History weighs against Celtic. They have not won a post-group stage knockout tie in Europe since they eliminated Barcelona from the last 16 of the UEFA Cup in 2003-4. They fell at the next hurdle to another Spanish side, Villarreal, that season, a year after Celtic had reached the final of the same competition.
The Scottish Cup last-16 tie against St Johnstone this afternoon can be considered a game that the club’s followers would prioritise above the visit by Valencia. It may also be an opportunity for Rodgers to give game time to Odsonne Edouard and Olivier Ntcham who are returning from injury, with Kieran Tierney also back in training. This trio, Dedryck Boyata (who made his injury comeback in midweek) and new loan arrival Jeremy Toljan have played little football in recent months. Other January loan signings Oliver Burke and Timothy Weah may have energised the Celtic set-up, but they are still in their early days of adapting to their roles.
Yet, Rodgers would contend that Celtic are in a better place to tackle this Europa League assignment than just after they earned it despite a sobering home loss to Salzburg in early December.
“It was a great achievement in the group we were in to get through,” said Rodgers. “We can draw a line under that. Now we come in fresh and ready to go in February. That’s the way we have always looked at it. We had a job to do up until Christmas then we come back later. There’s a perception [that it might be hard to pick up again]. You can look at it that way and talk and write about that. But you can look at it differently in that it’s a great opportunity, you are fresher. There’s the buzz again, it’s a knockout and you have to embrace the challenge.
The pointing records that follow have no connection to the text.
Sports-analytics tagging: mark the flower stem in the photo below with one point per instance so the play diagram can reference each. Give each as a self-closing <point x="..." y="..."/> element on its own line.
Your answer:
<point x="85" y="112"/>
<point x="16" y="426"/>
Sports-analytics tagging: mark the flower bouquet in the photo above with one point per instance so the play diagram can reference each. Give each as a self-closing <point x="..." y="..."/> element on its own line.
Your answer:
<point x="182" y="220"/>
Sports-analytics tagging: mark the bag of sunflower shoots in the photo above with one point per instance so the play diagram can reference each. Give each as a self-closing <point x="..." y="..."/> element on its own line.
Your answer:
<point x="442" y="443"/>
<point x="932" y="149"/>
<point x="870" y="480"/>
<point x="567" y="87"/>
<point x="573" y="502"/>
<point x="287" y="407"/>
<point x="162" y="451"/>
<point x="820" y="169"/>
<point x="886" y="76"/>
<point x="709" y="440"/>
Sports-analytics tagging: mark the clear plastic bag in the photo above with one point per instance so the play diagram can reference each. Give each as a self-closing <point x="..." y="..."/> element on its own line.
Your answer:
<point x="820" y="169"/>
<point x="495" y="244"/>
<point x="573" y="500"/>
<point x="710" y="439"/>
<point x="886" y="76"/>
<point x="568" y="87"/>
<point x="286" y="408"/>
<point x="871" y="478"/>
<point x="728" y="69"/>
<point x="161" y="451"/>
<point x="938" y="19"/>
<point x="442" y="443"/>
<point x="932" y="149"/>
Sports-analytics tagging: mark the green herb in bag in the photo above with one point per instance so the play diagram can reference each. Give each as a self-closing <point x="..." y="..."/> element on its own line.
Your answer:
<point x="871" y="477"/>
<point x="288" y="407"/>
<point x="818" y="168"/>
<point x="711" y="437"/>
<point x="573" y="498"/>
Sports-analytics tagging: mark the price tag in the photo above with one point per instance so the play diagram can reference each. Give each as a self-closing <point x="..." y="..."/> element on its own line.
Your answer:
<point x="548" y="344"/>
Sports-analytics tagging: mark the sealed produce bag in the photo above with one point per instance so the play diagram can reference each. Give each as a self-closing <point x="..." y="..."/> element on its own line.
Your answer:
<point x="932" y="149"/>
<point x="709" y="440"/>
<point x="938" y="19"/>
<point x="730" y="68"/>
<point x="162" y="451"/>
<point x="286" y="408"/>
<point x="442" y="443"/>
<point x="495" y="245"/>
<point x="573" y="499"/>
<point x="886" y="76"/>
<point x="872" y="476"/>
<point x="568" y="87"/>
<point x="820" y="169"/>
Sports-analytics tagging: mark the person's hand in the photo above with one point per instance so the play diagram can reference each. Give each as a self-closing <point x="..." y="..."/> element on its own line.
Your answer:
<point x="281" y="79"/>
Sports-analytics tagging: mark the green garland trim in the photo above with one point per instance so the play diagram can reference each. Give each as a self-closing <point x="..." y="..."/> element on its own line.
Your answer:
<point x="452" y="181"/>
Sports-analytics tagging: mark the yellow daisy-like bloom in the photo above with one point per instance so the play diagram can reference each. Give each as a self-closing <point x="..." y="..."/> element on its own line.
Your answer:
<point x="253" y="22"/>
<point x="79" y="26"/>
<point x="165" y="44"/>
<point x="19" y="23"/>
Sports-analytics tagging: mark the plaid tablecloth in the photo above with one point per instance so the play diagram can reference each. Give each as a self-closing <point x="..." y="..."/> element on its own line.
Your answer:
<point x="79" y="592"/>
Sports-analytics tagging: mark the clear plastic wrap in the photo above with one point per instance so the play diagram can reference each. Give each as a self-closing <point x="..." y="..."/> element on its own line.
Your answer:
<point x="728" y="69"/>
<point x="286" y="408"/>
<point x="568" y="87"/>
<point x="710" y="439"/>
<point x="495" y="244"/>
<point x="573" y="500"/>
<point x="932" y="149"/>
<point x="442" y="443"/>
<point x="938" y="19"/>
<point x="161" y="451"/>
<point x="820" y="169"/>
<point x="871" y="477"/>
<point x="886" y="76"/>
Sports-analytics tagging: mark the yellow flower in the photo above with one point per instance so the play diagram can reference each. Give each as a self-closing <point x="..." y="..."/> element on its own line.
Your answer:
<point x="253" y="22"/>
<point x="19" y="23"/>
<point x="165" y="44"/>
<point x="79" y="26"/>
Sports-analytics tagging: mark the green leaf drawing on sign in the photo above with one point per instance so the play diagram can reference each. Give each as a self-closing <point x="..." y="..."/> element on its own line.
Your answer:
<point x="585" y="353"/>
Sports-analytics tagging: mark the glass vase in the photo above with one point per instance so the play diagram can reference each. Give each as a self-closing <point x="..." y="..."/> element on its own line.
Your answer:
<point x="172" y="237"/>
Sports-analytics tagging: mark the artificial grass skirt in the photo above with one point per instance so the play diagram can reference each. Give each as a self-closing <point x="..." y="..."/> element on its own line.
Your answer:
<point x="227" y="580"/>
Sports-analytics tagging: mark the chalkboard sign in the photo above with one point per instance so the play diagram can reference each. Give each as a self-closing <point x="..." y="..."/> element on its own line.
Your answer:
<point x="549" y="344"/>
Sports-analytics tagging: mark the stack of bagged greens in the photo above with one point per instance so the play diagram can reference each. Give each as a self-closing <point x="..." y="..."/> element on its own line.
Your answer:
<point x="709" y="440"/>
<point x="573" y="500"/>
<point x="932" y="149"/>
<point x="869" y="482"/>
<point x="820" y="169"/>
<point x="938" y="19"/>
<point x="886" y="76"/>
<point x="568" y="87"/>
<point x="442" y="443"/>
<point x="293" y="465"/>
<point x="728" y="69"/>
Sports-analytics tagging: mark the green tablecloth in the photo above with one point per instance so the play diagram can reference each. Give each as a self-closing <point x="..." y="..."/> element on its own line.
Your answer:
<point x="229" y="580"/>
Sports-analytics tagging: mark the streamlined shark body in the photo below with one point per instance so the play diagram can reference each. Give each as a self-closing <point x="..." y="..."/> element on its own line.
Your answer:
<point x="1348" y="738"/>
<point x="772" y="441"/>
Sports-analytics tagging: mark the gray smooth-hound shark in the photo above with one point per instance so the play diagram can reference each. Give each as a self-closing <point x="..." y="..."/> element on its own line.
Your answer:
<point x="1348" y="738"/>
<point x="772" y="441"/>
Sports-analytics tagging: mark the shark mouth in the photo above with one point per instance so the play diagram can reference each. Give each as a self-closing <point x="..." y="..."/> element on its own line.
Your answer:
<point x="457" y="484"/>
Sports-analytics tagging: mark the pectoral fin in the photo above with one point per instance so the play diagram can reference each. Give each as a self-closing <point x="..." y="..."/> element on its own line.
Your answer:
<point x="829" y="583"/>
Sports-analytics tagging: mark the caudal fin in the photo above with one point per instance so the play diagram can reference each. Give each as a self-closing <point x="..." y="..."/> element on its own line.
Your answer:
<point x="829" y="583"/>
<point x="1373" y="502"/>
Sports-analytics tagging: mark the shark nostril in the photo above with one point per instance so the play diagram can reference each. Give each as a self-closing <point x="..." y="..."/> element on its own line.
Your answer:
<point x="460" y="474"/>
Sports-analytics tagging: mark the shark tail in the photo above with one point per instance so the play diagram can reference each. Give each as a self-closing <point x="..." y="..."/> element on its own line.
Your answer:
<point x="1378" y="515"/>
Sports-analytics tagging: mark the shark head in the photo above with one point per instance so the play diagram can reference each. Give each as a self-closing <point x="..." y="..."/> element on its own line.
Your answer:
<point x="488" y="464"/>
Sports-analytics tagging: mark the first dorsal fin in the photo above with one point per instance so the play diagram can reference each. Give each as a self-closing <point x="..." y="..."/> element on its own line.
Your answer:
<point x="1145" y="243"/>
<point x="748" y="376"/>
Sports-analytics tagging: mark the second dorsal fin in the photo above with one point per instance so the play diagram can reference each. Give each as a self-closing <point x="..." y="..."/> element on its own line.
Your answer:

“There will still be some that won’t be available [but] we don’t want to talk about injuries. There’s an opportunity for others to come in. They get a chance and those who have come in have kept the flow going. That’s what we’re about. You miss good players, of course you do, especially when you come up against top opponents. But we’ll have a team that’s very competitive and we’re excited about that.”